Member of Legislative Assembly, Uttar Pradesh
- In office 2007–2017
- Preceded by: Rakesh Pandey
- Succeeded by: Ritesh Pandey
- Constituency: Jalalpur
- In office 1996–2002
- Preceded by: Ram Lakhan Verma
- Succeeded by: Rakesh Pandey
- Constituency: Jalalpur
- In office 1980–1989
- Preceded by: Bhagauti Prasad
- Succeeded by: Ram Lakhan Verma
- Constituency: Jalalpur

Personal details
- Born: 9 September 1941 Kannupur, Jalalpur
- Died: 19 January 2020 (aged 78) Lucknow
- Party: Indian National Congress (1980-1985), Bhartiya Janata Party (1996-2002), Bahujan Samaj Party (2007-2012),

= Sher Bahadur Singh =

Indian politician (1941-2020)

Sher Bahadur Singh (died 19 January 2020) was an Indian politician in Uttar Pradesh. He served 5 times as Member of the Legislative Assembly (India) Uttar Pradesh for Jalalpur (Assembly constituency). He was firstly elected member of Uttar Pradesh Legislative Assembly for Jalalpur constituency in 1980 from Indian National Congress, in 1985 as Independent, in 1996 from Bharatiya Janata Party, in 2002 from Bahujan Samaj Party, in 2012 from Samajwadi Party.

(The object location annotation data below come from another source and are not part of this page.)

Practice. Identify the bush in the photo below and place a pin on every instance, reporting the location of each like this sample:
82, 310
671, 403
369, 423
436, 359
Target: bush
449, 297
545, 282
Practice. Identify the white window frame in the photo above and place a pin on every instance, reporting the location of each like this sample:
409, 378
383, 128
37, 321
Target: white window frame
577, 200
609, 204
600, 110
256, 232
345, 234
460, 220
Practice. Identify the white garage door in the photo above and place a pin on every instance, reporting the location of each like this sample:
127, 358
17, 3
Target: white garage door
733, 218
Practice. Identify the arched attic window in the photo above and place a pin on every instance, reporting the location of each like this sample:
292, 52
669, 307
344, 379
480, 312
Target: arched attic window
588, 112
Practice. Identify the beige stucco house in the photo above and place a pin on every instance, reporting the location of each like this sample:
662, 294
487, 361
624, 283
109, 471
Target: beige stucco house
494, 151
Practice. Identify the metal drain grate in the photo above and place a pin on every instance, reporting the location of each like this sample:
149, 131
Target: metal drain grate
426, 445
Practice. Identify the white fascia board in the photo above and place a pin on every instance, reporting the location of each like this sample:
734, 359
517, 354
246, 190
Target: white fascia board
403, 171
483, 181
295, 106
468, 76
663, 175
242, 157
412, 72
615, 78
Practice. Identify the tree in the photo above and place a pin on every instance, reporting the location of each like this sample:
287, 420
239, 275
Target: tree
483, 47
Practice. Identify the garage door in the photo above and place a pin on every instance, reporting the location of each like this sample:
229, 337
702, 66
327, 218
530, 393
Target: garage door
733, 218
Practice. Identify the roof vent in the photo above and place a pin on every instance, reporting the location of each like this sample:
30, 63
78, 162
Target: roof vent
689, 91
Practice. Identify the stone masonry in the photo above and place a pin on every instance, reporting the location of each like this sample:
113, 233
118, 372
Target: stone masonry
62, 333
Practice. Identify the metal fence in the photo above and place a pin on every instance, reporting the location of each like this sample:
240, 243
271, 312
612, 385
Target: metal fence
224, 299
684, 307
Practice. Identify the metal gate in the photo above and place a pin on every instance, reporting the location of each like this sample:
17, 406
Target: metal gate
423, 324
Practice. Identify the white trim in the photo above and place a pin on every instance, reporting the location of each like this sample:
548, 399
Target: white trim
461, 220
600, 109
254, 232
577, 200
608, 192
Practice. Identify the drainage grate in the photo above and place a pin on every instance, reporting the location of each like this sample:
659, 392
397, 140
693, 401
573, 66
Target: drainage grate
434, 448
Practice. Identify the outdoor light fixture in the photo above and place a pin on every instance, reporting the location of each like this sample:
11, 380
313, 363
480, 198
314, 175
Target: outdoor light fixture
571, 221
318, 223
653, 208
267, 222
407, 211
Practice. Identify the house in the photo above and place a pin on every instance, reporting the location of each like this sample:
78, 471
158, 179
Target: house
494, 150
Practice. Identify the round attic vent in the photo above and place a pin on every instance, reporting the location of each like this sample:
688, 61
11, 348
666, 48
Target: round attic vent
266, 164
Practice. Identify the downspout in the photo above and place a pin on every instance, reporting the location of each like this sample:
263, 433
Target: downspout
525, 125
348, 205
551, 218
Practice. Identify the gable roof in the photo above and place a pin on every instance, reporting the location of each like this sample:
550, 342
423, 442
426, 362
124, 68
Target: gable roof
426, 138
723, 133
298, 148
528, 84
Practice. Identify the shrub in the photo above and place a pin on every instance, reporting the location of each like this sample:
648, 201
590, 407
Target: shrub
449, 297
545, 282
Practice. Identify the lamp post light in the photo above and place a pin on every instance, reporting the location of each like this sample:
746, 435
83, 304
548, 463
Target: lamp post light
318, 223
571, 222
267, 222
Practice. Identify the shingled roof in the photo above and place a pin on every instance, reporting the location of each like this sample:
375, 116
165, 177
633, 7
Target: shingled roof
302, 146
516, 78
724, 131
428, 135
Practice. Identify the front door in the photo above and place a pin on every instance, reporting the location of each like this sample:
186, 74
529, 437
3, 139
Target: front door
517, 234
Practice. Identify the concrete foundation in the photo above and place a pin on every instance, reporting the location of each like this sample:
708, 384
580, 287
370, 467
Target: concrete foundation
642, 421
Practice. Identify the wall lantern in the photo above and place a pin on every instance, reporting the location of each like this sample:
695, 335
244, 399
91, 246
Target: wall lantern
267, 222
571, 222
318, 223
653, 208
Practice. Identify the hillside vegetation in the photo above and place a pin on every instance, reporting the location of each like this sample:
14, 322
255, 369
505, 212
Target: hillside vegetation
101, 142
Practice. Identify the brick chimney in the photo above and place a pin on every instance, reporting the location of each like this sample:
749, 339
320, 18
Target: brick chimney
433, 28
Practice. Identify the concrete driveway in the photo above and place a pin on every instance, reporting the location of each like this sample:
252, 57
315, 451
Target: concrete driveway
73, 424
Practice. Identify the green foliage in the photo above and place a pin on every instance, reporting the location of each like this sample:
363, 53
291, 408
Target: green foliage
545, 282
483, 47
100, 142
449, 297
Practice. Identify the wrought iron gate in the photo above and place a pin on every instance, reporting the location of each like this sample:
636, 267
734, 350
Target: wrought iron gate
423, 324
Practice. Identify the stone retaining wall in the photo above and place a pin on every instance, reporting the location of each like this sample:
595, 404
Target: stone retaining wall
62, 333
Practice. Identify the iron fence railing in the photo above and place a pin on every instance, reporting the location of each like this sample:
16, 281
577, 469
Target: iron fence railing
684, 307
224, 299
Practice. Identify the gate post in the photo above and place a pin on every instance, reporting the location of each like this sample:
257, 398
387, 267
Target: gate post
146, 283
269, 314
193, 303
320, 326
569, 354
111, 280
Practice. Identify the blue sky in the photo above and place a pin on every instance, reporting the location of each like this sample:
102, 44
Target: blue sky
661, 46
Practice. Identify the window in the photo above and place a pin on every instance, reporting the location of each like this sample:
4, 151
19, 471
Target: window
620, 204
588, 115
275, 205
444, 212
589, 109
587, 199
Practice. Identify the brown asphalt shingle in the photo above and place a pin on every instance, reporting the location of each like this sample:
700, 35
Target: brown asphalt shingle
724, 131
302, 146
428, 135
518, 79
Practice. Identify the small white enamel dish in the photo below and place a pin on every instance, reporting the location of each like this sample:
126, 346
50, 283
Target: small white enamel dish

He was once a member of the Bahujan Samaj Party, but left that party after it decided not to field him as a candidate in the forthcoming election and joined the Samajwadi Party on 25 July 2011.

Singh died on 19 January 2020 of an age-related illness.

==Controversies==
In 2007, tailoring shops were found in garages rented by several members of the Uttar Pradesh Legislative Assembly, including Singh.

In 2007, fighting broke out between Singh's bodyguards and some uninvited journalists at the wedding of Singh's nephew, Pawan Singh.